President Trump recently announced his infrastructure plan to fix the nation’s highways, bridges, and transit - a $1.5 to $1.7 trillion investment. And while lawmakers on both sides of the aisle support infrastructure legislation, most states, including Connecticut, are disappointed in the funding formula.
Connecticut Congresswoman Rosa DeLauro, who's proposed her own multi-step plan that includes a National Infrastructure Development Bank, says she was elated when the president talked about investing in the nation’s infrastructure, but has deep concerns about how it's funded.
"It's about grants, it's about loans, it's about a variety of efforts, but it puts the burden onto states and cities to come up with 80 percent of the financing," DeLauro said.
A complete reversal from the past, according to state Representative Matt Lesser. He said federal highway transportation projects were historically 80 percent funded by the federal government, while the states paid about 20 percent.
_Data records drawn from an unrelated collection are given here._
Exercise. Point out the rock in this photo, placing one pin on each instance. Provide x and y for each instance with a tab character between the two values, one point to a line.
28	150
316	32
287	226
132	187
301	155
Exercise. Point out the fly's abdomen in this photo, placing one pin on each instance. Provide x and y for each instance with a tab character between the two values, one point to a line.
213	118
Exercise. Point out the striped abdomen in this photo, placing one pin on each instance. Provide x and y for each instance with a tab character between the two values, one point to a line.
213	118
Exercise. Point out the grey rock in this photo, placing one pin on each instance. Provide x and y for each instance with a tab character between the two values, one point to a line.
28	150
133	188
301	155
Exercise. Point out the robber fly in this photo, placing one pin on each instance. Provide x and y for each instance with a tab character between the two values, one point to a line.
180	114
"So in addition to figuring out, how are we going to be able to fund our existing projects, how are we going to be able to build projects we've already committed to? We're now being asked to come up with a magical new source of funding that just simply doesn't exist,” he said.
Lesser’s in favor of creating an infrastructure bank on the state level. He joined DeLauro at a construction company in Branford, where he announced that they've just introduced a bill, modeled after similar legislation in California, to create a Connecticut infrastructure bank.